Often, they eke out a living working menial jobs such as scavenging while living segregated from upper castes in rural areas. In pockets of southern Tamil Nadu state, for example, Dalits are not allowed to walk in upper-caste areas. In roadside eateries in neighbouring Karnataka state, Dalits may be required to squat on the floor and eat from dishes kept separate from those provided to upper-caste customers, who sit on chairs.
A 1950 law listed Hindu Dalits as “Scheduled Caste”, which made them eligible for free education and set aside jobs in government and seats in state legislatures to improve their status.
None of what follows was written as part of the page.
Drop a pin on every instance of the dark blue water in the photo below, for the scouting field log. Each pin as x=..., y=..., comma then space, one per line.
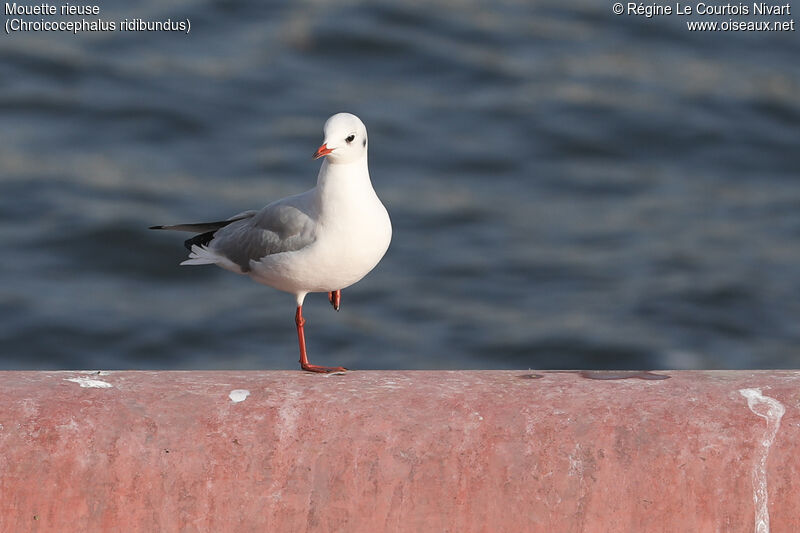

The privileges were extended to Sikh Dalits in 1956, and to Buddhist Dalits in 1990. They are not available to Muslim and Christian Dalits.
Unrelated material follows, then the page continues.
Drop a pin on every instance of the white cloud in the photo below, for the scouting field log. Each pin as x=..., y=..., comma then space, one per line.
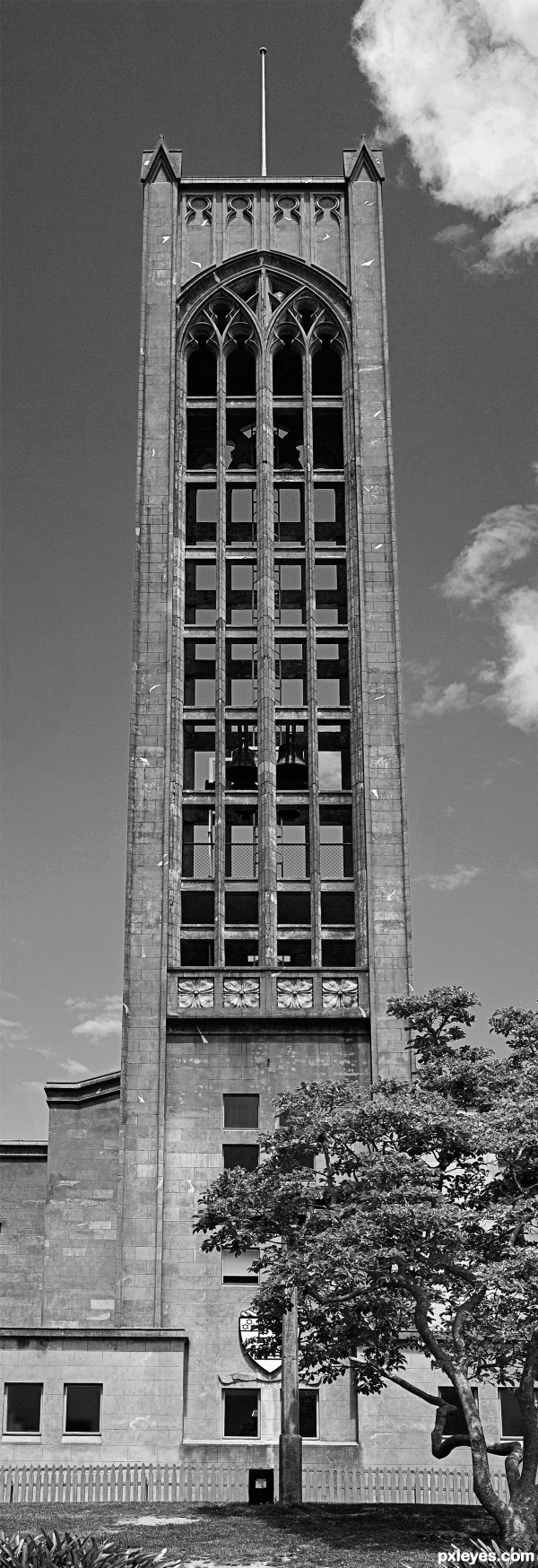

Dalits account for two-thirds of India’s Christian population, who number more than 80 million, or 7 per cent of India’s total population, by some estimates.
In a separate judgement on 6 January, the NHRC ordered that compensation be paid to 16 women who were raped or sexually assaulted by security forces between October 2015 and March 2016 in remote villages in Chhattisgarh.
Eight women who were raped were each awarded Rs 300,000 (US $4,000); six women who were sexually assaulted were each awarded Rs 200,000 ($3,000); and two women who were physically assaulted were each awarded Rs 50,000 ($730).
“It is extremely difficult for women from the marginalised communities to get justice,” Shalini Gera, an associate of People’s Union for Civil Liberties, which documented the assaults on the tribal women, told WWM.
Gera said her organisation had filed complaints with the NHRC on behalf of 34 assaulted women – 17 of whom were raped – after police tried “to whitewash” the crimes. Of these, she said the NHRC has passed judgment in 18 cases so far, as the investigators have not yet met the other victims. At least two of the victims were Christians.
“What worries us is the pattern in all these assaults on tribal women,” she said. “The assaults are not one-offs. They took place in three areas over three months in two districts. It is a structural problem.”
Daya Bai, a well-known secular social activist based in the troubled Baxar district, where most of reported rapes took place, said “justice is a mirage for women from vulnerable sections [of society]”.
“I am myself fighting a case of the murder of a high-school girl that has been passed off as suicide. Nothing has happened in this case so far, as the victim is from a Dalit family,” she said.
Priest, nun acquitted
Meanwhile, on 10 January, a trial court acquitted a Catholic priest, nun and female hostel attendant who had been accused of sexually assaulting a 10-year-old girl – also in Chhattisgarh in September 2015.
(The nun’s rape had been in June, three months before.)
The Chhattisgarh Citizens’ Joint Action Committee, which was formed to pursue justice for the rape of the nun, said in a statement that it “welcomes this decision”.
“The accuser – a minor 10-year-old girl – could not identify any of the accused, Father Joseph Dhanaswami, Sister Christo Maria and Philomina Kerketta,” the statement read.
Father Poomattam said the accusations had been “fabricated” by Hindu nationalists in retaliation for the strong protests by the Church against police inaction over the nun’s rape.
“Now the truth has come out,” he said.
Yesterday (11 January) Open Doors International, which researches and supports Christians under pressure for their faith globally, published its annual 2017 World Watch List of the 50 countries where it’s most difficult to live as a Christian. This year, India – the world’s largest democracy - rose to No. 15: it shows evidence of one of the greatest increases in animosity towards Christians as a result of religiously motivated nationalism. In 2014, before Modi’s election, it was at No. 28.